Au passage, il a établi un autre record : à 41 ans, il est devenu le joueur de champ le plus âgé à débuter un match de Coupe du monde, dépassant Pepe. Le contraste avec Lionel Messi, qui fêtera ses 39 ans dans six jours et a planté un triplé retentissant contre l’Algérie mardi, est saisissant. Comme l’écrit Le HuffPost, « les deux stars vieillissantes de ce Mondial-2026 n’ont pas la même vie ». Après le match, Ronaldo a minimisé : « Nous n’avons manqué de rien. C’est le football, le Portugal aurait pu gagner mais aussi perdre. » Sa sœur Katia Aveiro, elle, a crié au « vol » sur Instagram, pointant une « faillite collective » de l’équipe plutôt que de son frère.

Martinez-Al-Nassr : l’angle que personne ne voulait voir

C’est la bombe de la journée, et elle change la grille de lecture. Selon le journaliste RMC Fabrice Hawkins, relayé par Foot01, Roberto Martinez serait entré en négociations avec Al-Nassr, où évolue Cristiano Ronaldo. Son contrat avec la sélection portugaise s’achève après le Mondial. Pour Foot01, le spécialiste du football portugais Nicolas Vilas Boas résume la situation en une phrase : « Si ça se conclut, on est face à l’un des conflits d’intérêt les plus lunaires de l’histoire du foot portugais (et y’en a eus !). » Le quotidien A Bola confirme que le sélectionneur est en contact avancé avec le club saoudien, même si rien n’est encore signé.

Dans ce contexte, le choix de titulariser Ronaldo et de le maintenir sur le terrain pendant 90 minutes, malgré une prestation transparente, prend une autre couleur.

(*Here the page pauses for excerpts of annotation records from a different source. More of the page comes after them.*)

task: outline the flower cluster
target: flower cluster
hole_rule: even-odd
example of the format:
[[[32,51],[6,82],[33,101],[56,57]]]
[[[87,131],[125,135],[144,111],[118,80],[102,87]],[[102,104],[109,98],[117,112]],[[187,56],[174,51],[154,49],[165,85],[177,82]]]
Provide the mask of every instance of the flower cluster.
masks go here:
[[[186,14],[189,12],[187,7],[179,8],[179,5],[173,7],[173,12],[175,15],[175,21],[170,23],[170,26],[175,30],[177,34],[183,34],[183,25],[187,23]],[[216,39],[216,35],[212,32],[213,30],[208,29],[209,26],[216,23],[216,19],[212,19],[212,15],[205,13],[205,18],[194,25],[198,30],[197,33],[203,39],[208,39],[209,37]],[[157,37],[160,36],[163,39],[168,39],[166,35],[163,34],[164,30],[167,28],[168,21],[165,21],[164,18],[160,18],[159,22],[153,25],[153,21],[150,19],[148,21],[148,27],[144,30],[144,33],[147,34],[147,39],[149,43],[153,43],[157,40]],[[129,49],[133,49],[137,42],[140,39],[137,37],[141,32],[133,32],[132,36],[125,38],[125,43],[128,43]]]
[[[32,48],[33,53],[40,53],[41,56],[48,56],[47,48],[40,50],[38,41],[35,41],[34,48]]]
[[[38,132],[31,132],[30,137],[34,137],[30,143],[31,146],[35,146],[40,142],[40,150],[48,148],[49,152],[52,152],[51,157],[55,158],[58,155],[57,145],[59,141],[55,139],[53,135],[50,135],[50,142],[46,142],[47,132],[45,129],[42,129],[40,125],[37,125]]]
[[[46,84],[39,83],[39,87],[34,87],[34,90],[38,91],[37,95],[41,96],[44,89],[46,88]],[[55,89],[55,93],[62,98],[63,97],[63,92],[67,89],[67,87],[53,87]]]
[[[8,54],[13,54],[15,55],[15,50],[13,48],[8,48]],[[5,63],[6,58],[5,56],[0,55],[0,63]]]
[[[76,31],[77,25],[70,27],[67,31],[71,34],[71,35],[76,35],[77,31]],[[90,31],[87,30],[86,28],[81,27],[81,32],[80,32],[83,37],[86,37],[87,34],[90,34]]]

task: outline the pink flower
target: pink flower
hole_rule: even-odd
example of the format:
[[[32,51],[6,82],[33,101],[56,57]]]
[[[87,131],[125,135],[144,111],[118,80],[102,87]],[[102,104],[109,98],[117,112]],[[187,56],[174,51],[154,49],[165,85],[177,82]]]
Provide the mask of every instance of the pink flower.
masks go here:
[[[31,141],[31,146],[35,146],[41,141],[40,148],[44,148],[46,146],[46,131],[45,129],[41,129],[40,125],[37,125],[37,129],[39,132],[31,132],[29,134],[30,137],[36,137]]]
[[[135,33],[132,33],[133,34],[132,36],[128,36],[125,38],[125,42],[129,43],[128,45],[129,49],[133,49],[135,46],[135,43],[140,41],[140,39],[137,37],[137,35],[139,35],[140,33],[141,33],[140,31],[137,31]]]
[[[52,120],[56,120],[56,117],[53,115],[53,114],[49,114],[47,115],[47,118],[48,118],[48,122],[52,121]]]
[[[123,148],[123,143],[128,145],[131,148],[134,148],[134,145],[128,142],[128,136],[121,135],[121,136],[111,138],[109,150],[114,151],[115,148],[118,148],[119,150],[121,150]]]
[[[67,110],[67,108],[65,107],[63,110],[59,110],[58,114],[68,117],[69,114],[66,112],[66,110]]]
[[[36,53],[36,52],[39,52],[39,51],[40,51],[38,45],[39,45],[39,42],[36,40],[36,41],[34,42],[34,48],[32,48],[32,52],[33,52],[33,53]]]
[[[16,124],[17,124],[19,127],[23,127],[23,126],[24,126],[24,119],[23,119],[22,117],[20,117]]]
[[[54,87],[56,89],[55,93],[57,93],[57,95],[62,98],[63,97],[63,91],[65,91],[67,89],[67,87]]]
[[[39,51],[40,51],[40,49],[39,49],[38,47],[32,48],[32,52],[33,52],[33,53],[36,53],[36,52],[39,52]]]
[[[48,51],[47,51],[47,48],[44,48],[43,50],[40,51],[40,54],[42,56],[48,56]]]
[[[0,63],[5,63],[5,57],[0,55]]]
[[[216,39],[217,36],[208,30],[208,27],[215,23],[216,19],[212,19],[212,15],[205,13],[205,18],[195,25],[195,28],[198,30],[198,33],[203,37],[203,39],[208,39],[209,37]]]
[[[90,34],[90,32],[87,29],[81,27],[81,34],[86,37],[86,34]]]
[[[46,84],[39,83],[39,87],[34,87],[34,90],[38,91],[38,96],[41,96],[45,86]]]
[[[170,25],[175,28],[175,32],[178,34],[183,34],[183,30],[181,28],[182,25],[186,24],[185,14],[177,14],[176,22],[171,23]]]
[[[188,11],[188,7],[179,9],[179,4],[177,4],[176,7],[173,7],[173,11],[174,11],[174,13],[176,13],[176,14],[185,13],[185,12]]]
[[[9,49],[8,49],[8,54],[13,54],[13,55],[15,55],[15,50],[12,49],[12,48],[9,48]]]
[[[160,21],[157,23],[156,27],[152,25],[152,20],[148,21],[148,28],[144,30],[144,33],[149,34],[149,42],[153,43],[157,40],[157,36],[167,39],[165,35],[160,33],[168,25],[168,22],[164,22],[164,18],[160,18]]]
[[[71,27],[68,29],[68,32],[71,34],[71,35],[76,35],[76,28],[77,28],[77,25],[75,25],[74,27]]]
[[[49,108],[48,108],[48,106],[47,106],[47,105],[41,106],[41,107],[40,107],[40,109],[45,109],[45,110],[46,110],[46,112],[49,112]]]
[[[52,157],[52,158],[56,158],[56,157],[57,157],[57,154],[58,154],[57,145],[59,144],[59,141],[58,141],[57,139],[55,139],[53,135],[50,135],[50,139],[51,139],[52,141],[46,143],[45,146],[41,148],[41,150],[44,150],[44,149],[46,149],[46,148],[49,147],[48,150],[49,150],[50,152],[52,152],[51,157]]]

Le lecteur d’A Bola cité par Foot01 résume le sentiment général : « On comprend pourquoi il garde son futur patron sur le terrain. » Pour O Jogo, l’obstination du sélectionneur devient suspecte : pourquoi faire jouer 90 minutes un joueur dont « il est clair qu’il n’a plus l’endurance physique, la réactivité et l’efficacité » ? La question, désormais, n’est plus seulement sportive. Elle est déontologique.

Ouzbékistan mardi : Martinez doit trancher

En conférence de presse d’après-match, Roberto Martinez a défendu son capitaine sans trembler : « Dans un tel match où nous avons des difficultés à entrer dans la surface, il faut tirer profit des qualités de Ronaldo. Ça n’aurait aucun sens de sortir le meilleur buteur de l’histoire lors d’un match où vous avez besoin de marquer. L’expérience de Cristiano dans la surface est importante, comme la façon dont il attire les défenseurs. » À Marca, il a ajouté que « ça n’a aucun sens » de remplacer son capitaine. Mais la pression monte, et le sélectionneur le sait. Prochain match, mardi, face à l’Ouzbékistan à Houston, un adversaire qu’on a appris à mieux connaître la veille avec son entrée en lice historique au Mondial. Une victoire relancerait la mécanique et ferait taire, provisoirement, la tempête. Une nouvelle contre-performance, en revanche, relancerait la question que tout le Portugal se pose : à 41 ans, avec un sélectionneur dont l’avenir se dessine peut-être à Riyad, le capitaine est-il encore un problème ou la solution ?

Au cœur du tumulte, Ronaldo a posté un message sur X jeudi soir : « Ce n’était pas le début que nous voulions, mais rien n’est terminé. Tête haute et concentration sur le prochain match. » Une réponse sobre, presque muette, là où la planète football attend des explications — la matinale du 18 juin a déjà posé le décor du groupe K.